Micah i Darren Freeman wciąż nie mogą uwierzyć, że ich syn nie żyje. Jego matka na własne oczy widziała, jak jej bardzo dobrze pływający syn, wyciąga rękę w powietrze. Widziała, że ma kłopoty. Jej mąż, przypadkowy obserwator i dwóch ratowników rzuciło się na pomoc dziecku, ale Malik zniknął pod falami. Nikt nie mógł go znaleźć, dopóki nie było już za późno.
Rodzina pozostaje w głębokiej żałobie, ale wyraża także swoją złość i rozczarowanie.
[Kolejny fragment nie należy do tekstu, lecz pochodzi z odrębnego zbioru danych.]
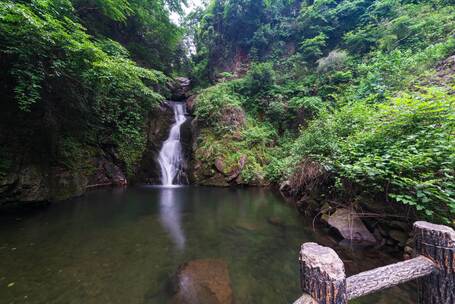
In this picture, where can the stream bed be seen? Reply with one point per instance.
(126, 246)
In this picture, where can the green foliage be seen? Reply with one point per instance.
(260, 77)
(404, 149)
(85, 86)
(212, 102)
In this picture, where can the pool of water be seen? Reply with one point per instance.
(126, 245)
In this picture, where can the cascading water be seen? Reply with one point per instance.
(171, 156)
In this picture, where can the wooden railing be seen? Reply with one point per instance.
(323, 279)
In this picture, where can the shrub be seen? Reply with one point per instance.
(334, 61)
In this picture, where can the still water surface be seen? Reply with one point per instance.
(125, 245)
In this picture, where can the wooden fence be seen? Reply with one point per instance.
(323, 279)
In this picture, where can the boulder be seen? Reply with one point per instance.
(157, 128)
(180, 88)
(203, 282)
(400, 236)
(350, 226)
(286, 189)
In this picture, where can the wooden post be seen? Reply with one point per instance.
(388, 276)
(322, 274)
(437, 243)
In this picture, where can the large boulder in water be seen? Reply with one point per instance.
(350, 226)
(203, 282)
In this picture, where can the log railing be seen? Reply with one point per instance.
(323, 279)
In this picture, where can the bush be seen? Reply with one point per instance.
(403, 149)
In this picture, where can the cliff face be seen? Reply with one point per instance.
(40, 162)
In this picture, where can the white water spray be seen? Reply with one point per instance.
(171, 155)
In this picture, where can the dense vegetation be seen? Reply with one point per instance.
(75, 78)
(355, 95)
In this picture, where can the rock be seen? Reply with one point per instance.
(276, 221)
(38, 184)
(190, 103)
(232, 117)
(66, 184)
(26, 185)
(219, 165)
(350, 226)
(180, 88)
(236, 172)
(400, 225)
(203, 282)
(286, 189)
(157, 127)
(399, 236)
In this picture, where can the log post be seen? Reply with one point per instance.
(322, 274)
(437, 243)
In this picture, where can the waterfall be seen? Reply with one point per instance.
(171, 155)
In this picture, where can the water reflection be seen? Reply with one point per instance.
(171, 216)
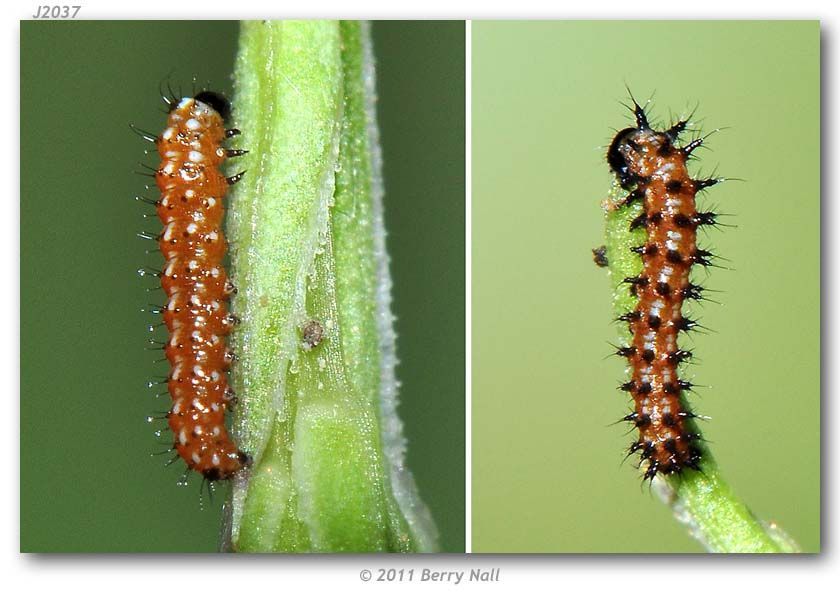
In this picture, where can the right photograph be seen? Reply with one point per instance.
(646, 287)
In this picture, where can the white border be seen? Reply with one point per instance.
(468, 289)
(564, 576)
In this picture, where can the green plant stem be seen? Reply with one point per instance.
(702, 500)
(308, 245)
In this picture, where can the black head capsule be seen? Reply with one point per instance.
(216, 101)
(616, 157)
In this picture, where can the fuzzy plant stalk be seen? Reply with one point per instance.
(315, 373)
(700, 500)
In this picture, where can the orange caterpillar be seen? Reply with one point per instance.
(191, 208)
(652, 168)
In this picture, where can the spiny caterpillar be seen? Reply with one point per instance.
(652, 169)
(191, 208)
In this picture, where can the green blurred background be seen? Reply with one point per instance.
(546, 101)
(87, 481)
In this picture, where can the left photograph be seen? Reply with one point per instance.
(242, 292)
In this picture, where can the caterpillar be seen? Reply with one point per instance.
(191, 209)
(652, 169)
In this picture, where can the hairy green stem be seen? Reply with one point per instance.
(702, 500)
(316, 375)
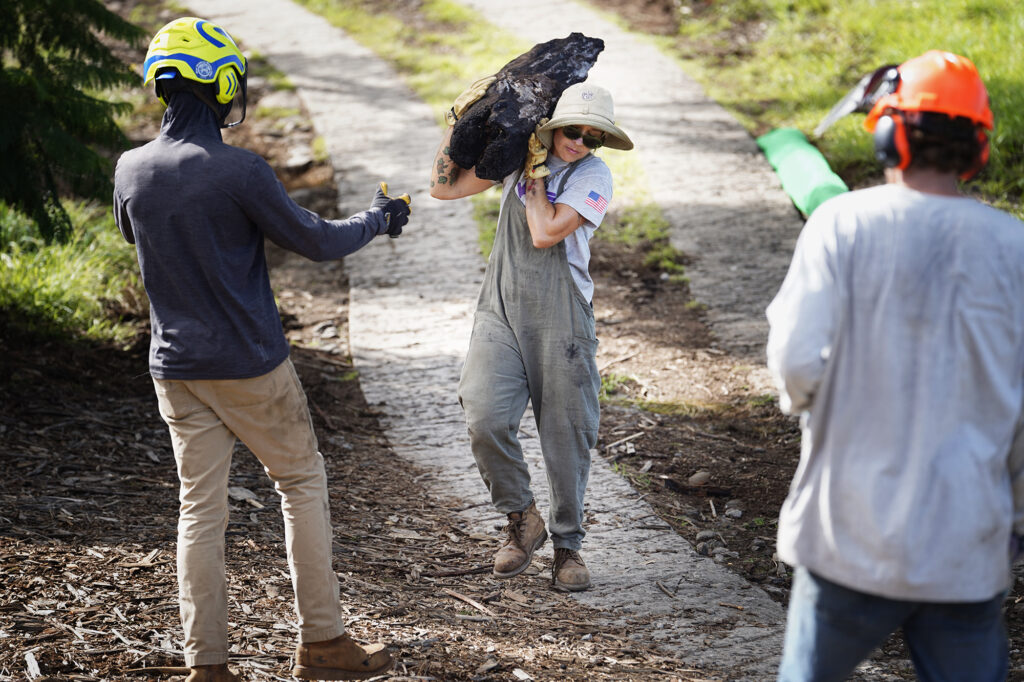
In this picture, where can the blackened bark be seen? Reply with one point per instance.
(493, 133)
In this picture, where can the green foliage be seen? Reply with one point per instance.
(785, 62)
(610, 383)
(80, 286)
(53, 66)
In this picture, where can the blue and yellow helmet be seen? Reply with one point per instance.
(200, 51)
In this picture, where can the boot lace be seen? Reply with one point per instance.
(514, 529)
(563, 554)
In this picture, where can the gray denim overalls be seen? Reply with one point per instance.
(534, 339)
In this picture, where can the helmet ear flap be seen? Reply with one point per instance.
(227, 85)
(891, 144)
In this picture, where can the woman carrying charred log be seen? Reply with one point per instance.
(534, 336)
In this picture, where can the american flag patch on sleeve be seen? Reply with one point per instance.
(596, 202)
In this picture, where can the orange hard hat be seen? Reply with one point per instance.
(939, 82)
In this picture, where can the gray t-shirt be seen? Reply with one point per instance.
(899, 333)
(589, 193)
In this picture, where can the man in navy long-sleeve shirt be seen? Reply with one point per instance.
(198, 211)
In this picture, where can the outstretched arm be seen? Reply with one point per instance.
(448, 180)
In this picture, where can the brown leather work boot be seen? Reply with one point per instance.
(218, 673)
(526, 535)
(340, 658)
(568, 571)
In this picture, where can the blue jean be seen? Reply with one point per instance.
(830, 629)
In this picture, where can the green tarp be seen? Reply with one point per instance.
(805, 173)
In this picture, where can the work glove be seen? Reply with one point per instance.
(468, 96)
(537, 154)
(395, 209)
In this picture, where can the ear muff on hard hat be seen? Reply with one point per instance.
(891, 145)
(936, 82)
(200, 51)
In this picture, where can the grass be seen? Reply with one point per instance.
(785, 62)
(450, 48)
(74, 288)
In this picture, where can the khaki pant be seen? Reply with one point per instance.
(270, 416)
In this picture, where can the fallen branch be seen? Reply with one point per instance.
(626, 439)
(469, 600)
Kiedy dowiedzieli się, że prawie w tym samym miejscu, godzinę przed ich synem utonął 10-latek i nikt nie został ostrzeżony, nie kryli rozgoryczenia faktem, że plaża nie została zamknięta.
"Powinni po prostu kazać wszystkim wyjść z wody, zamknąć plaże tego dnia, informując, że doszło tam do tragedii" - powiedziała Micah Freeman. "Nie powiedzieli nikomu, co się stało z 10-latkiem".
"To nie powinno być normalne, kiedy ktoś trafi życie" - dodał Darren Freeman. "Malik utonął w sobotę, a plaża była normalnie otwarta w niedzielę".